S&P said: “During the first nine months of 2007, the company’s adjusted EBITDA fixed-charge coverage was 1.7x, which is low for the current rating. Swett & Crawford’s operating and coverage metrics will likely deteriorate further in 2008 if property/casualty rates soften at an accelerating pace.”
The rating agency also indicated that the revised outlook is based on its “view of Swett & Crawford’s competitive position in the wholesale insurance brokerage space, which, though good, has deteriorated somewhat over the last year. Swett & Crawford’s market share (based on pro forma 2006 premiums), which had been No. One for 20 years, fell to No. Three.”
Moreover, S&P noted, the Group’s “peers have been more rapidly taking advantage of opportunistic acquisitions and have generated relatively more business from non-property/casualty insurance brokering revenue streams, which are less susceptible to current rate pressures.”
The ‘B’ rating reflects Swett & Crawford’s “highly leveraged capital structure, limited financial flexibility, and low-quality balance sheet, which is the result of a large amount of intangibles,” said the bulletin. “In addition, Swett & Crawford is more susceptible to the vagaries of underwriting cycles, particularly in excess and surplus lines, than its peers because of less earnings diversification. Swett & Crawford’s wholesale property/casualty brokerage segment contributed about 80 percent of commissions and fees, with the remainder derived from its managing general agency operations.
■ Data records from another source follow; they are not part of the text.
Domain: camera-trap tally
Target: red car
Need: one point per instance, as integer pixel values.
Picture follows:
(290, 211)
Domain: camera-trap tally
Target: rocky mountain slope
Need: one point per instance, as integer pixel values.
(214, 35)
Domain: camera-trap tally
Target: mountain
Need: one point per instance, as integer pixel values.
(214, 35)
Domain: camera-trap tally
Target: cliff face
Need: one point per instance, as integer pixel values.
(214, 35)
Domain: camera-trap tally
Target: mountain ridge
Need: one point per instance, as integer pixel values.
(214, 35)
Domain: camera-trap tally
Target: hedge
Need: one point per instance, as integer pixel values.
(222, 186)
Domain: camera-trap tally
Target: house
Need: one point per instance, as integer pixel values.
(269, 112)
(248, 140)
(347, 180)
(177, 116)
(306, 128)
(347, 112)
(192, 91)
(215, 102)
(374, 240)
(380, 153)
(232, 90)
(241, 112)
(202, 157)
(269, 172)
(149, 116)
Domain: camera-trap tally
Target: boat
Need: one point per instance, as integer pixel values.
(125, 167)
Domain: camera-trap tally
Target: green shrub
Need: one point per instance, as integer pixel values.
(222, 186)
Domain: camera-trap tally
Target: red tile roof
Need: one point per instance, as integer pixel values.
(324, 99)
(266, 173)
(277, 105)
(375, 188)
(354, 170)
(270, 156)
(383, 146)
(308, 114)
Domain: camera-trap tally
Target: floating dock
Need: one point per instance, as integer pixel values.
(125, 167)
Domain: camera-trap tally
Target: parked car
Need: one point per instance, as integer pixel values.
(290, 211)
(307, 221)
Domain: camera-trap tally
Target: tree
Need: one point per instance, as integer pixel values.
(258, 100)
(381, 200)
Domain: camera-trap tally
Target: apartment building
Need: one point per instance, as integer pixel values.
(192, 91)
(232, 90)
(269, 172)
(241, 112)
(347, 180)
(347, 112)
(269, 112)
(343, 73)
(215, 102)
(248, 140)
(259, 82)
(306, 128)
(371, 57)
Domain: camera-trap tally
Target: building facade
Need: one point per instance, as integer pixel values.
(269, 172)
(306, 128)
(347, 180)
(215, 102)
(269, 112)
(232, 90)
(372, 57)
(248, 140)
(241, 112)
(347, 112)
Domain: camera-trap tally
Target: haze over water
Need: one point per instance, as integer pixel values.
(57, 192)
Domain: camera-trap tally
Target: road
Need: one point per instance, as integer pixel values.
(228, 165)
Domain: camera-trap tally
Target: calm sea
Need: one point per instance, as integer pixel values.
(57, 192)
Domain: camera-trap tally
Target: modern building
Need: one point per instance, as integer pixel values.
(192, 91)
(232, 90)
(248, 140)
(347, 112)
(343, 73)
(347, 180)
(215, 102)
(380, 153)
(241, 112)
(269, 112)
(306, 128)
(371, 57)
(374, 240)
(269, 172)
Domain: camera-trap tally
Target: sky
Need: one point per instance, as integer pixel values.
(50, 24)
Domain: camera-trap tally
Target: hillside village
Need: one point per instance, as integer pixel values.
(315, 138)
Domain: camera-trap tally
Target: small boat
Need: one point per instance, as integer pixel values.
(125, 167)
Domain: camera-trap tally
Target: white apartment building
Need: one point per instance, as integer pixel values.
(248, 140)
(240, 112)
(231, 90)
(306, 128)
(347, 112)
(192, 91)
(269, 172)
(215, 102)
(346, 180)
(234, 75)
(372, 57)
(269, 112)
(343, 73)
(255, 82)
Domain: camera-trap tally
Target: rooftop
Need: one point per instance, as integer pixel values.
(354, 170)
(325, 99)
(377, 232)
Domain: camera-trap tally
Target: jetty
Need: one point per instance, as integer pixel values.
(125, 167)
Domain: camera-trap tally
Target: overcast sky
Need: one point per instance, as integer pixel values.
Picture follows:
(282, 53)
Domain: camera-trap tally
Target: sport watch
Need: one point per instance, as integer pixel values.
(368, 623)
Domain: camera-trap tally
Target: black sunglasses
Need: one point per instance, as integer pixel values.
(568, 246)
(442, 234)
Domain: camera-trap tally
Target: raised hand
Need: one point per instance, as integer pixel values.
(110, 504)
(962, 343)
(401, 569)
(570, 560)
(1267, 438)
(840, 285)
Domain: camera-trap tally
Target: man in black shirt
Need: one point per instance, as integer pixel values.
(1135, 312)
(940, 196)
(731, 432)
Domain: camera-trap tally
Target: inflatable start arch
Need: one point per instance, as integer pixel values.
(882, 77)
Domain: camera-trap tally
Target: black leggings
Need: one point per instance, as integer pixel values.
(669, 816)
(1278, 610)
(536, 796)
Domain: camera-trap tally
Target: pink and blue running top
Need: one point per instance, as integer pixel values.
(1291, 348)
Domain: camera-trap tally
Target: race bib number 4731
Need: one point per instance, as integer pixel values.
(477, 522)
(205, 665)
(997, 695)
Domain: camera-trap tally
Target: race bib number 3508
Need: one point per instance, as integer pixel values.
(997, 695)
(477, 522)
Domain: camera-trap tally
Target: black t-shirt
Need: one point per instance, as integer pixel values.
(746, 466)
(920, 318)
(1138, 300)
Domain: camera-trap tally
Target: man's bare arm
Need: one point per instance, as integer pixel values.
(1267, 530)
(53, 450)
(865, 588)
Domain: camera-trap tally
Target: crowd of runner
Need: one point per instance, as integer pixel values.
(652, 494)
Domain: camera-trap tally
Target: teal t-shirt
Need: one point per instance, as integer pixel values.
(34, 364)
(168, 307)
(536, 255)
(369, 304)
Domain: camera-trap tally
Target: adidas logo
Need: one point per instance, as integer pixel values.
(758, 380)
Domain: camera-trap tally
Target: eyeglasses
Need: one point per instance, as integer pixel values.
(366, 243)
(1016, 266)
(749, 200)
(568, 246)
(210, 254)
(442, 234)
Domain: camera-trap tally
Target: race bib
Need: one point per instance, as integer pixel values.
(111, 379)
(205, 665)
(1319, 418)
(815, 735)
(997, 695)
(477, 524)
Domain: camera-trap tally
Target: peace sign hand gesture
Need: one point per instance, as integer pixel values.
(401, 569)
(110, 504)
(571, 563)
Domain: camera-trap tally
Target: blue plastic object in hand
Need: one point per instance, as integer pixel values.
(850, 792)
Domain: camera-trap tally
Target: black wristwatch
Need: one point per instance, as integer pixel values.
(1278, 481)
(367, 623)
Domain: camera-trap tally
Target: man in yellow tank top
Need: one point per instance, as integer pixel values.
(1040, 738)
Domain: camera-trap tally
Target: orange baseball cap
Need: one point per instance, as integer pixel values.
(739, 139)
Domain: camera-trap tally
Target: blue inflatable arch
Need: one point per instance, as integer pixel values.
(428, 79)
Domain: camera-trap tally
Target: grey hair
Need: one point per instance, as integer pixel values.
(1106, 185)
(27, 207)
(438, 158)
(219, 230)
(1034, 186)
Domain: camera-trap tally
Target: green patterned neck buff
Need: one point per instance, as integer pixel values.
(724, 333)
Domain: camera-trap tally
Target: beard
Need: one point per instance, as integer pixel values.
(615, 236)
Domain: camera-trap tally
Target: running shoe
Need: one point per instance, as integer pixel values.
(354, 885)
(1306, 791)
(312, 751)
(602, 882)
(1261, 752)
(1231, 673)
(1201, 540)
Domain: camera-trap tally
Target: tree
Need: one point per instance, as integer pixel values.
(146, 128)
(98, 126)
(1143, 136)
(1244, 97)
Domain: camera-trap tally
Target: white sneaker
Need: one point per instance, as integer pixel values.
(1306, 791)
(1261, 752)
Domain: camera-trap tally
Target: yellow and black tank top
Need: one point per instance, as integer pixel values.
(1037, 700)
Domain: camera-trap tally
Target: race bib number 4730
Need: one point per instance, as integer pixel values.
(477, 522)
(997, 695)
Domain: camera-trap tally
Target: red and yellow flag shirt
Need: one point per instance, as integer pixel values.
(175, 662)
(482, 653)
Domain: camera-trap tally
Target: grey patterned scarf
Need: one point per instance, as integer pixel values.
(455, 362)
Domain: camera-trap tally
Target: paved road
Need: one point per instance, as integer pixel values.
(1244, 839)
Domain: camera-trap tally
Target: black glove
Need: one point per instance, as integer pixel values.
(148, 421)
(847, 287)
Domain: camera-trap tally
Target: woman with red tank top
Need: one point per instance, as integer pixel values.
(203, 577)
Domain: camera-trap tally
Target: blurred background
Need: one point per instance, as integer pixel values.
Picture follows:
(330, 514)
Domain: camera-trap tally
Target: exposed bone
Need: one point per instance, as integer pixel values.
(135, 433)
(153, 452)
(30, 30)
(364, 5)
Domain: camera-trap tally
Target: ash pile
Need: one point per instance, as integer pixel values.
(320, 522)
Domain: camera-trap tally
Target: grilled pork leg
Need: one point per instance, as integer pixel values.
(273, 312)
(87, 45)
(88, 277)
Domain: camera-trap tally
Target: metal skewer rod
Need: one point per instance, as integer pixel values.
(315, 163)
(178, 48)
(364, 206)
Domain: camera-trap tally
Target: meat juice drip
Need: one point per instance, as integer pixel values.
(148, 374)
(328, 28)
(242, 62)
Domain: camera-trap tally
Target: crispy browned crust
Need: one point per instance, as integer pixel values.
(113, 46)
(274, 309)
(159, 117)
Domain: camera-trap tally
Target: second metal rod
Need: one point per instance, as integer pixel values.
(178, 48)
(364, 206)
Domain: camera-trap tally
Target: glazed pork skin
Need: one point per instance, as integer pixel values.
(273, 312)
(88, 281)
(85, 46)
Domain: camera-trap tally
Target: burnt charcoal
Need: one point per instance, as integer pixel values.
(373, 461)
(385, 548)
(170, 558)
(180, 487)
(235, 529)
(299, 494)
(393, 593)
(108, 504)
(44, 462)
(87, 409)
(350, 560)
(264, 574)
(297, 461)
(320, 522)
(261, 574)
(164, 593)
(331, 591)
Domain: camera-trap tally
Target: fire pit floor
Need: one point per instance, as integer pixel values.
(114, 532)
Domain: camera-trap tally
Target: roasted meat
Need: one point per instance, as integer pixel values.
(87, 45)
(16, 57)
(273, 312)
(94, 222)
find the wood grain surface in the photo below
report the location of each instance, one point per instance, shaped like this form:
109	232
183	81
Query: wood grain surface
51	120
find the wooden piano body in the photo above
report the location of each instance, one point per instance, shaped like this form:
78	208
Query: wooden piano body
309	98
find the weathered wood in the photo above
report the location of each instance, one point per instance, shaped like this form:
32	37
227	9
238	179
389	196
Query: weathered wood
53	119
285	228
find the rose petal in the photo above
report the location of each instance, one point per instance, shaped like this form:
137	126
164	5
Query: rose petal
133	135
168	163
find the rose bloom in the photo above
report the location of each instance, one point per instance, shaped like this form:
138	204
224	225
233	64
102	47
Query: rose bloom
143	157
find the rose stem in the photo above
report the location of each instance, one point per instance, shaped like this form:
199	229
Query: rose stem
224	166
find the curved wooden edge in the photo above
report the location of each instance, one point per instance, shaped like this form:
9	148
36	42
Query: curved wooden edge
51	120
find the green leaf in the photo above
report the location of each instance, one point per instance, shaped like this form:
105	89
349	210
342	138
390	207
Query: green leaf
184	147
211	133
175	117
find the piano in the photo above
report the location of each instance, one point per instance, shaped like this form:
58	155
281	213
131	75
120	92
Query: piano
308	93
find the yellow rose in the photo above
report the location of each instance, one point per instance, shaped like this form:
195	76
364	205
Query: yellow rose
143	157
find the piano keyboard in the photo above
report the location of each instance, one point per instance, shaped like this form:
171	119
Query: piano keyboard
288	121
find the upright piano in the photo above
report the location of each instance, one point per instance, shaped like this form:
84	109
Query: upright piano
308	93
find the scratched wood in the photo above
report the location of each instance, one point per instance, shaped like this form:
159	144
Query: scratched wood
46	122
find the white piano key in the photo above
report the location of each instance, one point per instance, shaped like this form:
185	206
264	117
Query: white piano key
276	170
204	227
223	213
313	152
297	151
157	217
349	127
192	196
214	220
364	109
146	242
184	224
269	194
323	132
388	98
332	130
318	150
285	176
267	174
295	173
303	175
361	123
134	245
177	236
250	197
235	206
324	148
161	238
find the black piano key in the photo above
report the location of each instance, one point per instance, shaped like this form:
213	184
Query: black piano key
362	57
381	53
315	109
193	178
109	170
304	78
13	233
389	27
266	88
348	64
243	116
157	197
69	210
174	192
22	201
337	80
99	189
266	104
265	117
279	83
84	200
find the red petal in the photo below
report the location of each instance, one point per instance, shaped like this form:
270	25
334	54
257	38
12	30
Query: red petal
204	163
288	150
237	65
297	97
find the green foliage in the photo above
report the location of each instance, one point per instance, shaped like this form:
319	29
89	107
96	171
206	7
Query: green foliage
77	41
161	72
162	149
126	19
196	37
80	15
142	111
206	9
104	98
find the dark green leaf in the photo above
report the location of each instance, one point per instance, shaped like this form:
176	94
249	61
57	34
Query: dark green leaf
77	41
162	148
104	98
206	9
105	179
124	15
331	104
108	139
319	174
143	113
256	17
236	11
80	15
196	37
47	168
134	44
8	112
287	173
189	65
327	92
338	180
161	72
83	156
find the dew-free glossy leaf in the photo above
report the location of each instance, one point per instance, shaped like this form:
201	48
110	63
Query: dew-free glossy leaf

In addition, the wholesale brokerage space has experienced increased competition.”
After detailing the negative factors, S&P did indicate that the Company’s “good competitive position as a leading wholesale insurance broker in the U.S. and a seasoned management team that has historically delivered strong operating margins relative to the company’s peers and positive cash flow,” should also be considered as “partially offsetting” factors.
In conclusion S&P said that, “if the company remains unable to meet our original performance expectations for the current rating level, which include adjusted EBITDA fixed-charge coverage of at least 1.9x, the ratings could be lowered.
“The ratings will come under pressure particularly if the company’s margins compress or property/casualty rates continue to soften at an accelerated pace, precipitating unsatisfactory coverage metrics.”
However, S&P added that, if “the Company is able to improve its financial profile materially,” it would “consider revising the outlook back to stable.”